I'm short on time today, so let's keep this on point: John McCain is in
deep trouble. In spite of some incremental gains that McCain has made
in some of the national tracking polls,
the set of state polling that follows is so strong for Obama that he
continues to hit record marks in all three of our projection metrics.

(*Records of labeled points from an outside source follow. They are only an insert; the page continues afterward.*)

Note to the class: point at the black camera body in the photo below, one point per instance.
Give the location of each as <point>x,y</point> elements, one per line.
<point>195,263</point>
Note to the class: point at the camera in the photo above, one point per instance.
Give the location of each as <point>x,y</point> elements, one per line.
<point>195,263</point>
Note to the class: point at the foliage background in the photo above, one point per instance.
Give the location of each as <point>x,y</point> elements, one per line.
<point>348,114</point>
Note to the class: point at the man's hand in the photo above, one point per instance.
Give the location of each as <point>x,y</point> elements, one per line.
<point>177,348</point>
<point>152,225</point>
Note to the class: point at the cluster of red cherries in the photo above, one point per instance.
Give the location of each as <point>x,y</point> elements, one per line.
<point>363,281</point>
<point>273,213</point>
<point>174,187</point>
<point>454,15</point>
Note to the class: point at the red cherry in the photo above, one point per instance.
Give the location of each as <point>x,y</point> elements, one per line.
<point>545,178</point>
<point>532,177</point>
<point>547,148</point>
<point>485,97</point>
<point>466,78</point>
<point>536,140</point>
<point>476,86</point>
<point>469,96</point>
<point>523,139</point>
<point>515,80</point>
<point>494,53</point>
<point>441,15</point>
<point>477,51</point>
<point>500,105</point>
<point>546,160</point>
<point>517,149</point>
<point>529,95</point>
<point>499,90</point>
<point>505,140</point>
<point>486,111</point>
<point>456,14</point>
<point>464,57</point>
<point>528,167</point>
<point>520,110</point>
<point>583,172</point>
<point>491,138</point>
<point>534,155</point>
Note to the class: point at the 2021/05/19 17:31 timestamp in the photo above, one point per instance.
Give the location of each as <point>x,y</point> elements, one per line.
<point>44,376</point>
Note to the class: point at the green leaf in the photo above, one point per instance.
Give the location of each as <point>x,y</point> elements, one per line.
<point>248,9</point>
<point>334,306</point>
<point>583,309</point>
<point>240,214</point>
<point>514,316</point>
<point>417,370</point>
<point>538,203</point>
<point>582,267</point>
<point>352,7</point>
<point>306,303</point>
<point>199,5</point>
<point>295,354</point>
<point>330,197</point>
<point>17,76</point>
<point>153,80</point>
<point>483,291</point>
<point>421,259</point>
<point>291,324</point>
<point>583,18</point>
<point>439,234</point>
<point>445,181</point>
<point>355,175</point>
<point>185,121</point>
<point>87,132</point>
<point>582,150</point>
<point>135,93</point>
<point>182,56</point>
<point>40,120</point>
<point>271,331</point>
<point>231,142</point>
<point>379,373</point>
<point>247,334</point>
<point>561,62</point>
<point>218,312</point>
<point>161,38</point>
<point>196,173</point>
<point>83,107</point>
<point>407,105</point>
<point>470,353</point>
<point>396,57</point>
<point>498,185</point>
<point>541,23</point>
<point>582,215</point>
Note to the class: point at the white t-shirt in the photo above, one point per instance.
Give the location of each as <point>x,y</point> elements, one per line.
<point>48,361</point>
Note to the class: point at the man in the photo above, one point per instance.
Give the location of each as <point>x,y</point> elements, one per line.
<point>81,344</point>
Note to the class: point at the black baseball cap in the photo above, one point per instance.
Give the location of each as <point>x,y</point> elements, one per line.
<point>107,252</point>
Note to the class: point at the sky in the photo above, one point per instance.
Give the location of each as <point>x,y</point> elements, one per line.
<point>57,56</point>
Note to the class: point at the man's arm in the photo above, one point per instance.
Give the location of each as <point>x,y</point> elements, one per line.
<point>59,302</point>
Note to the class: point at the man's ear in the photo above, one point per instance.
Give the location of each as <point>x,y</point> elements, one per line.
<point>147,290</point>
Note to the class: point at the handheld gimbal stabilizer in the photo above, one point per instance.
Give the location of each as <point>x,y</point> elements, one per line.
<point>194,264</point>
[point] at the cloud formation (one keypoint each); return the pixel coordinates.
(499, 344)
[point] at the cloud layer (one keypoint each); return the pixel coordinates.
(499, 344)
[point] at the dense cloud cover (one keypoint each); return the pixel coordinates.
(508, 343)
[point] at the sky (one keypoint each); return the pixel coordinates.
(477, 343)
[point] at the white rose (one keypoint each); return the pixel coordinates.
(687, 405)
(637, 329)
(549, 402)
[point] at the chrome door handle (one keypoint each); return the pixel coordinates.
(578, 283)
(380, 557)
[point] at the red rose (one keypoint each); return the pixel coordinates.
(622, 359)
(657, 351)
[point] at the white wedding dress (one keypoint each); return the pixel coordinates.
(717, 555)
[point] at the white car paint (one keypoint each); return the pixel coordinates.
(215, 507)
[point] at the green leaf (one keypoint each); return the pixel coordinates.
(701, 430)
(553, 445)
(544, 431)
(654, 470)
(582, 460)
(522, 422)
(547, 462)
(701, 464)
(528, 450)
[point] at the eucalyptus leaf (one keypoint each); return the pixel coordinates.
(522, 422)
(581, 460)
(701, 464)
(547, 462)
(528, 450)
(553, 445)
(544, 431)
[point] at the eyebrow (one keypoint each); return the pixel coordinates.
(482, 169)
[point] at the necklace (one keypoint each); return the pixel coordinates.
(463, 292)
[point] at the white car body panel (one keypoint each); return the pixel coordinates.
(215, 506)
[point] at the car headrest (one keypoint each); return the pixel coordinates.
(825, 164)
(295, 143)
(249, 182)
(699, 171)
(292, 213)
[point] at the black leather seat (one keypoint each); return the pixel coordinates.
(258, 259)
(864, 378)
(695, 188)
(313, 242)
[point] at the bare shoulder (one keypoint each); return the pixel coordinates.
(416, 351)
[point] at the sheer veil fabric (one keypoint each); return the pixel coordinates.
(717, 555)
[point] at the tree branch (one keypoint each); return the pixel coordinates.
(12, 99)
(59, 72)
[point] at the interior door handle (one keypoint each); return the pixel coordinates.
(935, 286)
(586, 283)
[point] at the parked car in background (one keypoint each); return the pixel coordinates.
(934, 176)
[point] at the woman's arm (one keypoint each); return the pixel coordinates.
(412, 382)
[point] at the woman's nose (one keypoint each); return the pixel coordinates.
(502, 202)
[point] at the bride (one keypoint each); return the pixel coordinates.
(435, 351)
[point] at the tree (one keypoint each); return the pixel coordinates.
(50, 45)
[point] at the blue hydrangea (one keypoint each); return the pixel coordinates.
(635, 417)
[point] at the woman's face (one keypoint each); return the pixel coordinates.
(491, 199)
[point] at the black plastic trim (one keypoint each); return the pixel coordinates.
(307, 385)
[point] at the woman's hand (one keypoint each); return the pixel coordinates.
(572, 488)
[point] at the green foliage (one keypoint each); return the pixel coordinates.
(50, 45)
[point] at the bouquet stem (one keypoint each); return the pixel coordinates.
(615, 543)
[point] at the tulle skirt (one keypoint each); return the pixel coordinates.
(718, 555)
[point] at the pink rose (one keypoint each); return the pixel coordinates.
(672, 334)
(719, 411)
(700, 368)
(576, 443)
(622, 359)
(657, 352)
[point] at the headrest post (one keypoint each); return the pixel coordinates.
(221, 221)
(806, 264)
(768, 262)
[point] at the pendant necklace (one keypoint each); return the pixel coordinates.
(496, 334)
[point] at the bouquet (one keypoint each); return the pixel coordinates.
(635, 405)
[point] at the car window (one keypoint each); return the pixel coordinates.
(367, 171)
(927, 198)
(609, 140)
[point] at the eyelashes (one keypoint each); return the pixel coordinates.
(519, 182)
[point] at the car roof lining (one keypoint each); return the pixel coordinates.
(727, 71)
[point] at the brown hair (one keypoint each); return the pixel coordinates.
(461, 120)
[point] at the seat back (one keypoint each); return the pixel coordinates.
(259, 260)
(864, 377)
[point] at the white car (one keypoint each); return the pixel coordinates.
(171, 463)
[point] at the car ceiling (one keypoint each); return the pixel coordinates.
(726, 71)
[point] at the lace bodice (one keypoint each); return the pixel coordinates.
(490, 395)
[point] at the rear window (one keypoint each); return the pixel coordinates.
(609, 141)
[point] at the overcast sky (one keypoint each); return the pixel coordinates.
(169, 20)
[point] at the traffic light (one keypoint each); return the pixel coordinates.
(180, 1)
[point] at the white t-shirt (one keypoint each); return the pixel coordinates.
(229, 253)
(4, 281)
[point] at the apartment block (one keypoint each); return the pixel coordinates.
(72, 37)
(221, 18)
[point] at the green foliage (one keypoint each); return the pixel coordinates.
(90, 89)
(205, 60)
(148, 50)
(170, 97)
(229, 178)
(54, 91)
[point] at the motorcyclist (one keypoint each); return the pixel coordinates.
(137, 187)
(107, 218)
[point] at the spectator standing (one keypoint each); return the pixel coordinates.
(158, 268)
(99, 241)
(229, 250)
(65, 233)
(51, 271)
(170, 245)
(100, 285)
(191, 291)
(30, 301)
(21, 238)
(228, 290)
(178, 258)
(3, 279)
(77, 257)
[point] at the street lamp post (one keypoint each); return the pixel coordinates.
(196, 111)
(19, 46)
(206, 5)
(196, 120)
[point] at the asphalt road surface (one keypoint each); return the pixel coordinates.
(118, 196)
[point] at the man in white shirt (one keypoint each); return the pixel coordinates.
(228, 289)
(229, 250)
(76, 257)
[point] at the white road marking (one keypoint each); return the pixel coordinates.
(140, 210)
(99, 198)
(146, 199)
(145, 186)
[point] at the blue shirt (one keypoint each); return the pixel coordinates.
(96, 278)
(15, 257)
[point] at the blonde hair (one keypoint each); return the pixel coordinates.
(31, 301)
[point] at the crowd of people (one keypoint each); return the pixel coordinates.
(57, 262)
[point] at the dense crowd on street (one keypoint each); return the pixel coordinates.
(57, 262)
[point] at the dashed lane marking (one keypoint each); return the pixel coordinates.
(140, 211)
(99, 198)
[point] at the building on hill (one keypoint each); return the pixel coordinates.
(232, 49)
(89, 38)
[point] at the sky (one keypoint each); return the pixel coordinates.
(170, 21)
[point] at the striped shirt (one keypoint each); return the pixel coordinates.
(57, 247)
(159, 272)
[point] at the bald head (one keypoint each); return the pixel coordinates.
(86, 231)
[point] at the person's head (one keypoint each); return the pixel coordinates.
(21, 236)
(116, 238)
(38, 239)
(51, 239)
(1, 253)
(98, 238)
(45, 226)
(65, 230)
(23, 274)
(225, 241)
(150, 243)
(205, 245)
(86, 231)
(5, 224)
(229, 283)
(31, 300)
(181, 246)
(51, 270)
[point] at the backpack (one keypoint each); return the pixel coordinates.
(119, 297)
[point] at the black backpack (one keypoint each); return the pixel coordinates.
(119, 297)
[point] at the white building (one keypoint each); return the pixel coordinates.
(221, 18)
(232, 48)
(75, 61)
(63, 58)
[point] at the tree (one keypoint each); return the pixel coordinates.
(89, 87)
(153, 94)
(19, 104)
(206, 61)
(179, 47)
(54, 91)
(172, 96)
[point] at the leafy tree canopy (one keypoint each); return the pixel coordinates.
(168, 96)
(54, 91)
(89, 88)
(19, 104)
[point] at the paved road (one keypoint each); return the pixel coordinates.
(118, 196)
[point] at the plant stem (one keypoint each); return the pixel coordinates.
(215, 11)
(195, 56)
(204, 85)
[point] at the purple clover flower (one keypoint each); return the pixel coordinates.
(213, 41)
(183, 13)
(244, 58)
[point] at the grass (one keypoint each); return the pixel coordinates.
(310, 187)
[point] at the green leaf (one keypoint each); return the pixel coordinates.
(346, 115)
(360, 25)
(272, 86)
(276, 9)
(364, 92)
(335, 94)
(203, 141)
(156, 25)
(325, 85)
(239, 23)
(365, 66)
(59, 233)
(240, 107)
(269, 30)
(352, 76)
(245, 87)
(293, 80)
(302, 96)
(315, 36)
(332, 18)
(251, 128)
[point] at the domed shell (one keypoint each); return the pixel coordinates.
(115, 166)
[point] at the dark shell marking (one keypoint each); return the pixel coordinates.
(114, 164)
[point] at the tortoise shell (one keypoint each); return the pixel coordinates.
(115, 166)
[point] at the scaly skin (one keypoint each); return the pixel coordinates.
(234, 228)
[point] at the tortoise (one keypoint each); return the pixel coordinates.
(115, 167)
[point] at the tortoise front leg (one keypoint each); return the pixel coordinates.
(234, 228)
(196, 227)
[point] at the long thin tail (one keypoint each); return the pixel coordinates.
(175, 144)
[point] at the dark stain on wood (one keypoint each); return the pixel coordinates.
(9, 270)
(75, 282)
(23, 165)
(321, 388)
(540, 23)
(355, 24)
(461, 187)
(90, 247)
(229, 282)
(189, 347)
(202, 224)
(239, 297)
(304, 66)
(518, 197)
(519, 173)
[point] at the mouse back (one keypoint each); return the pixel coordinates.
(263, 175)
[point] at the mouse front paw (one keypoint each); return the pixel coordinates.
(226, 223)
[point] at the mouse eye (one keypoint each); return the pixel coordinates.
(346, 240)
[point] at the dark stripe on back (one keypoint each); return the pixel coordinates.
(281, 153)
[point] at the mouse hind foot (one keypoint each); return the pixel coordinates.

We are now projecting Obama to win the election 90.5 percent of the
time, with an average of 346.8 electoral votes, and a 5.4-point margin
in the national popular vote.
There
simply isn't any good news in here for John McCain (all right, he's
kicking butt in Oklahoma). The only swing state poll that he leads is
the SurveyUSA result in North Carolina, but even there, Obama has
bounced back from a 20-point deficit in a SuvreyUSA poll taken shortly
after the Republican Convention.
Moreover, Obama's position in
the electoral vote remains even stronger than his position in the
popular vote. We project him to win all of John Kerry's states by at
least 6.9 points (New Hampshire remains the weakest link). We also
project him to win Iowa by 12.5 points, New Mexico by 7.7, Virginia by
7.3 and Colorado by 6.9. Getting this race back to a tie might not be
sufficient for John McCain; he might need to pull ahead by 1 or even 2
points nationally to mitigate Obama's edge in the battleground states.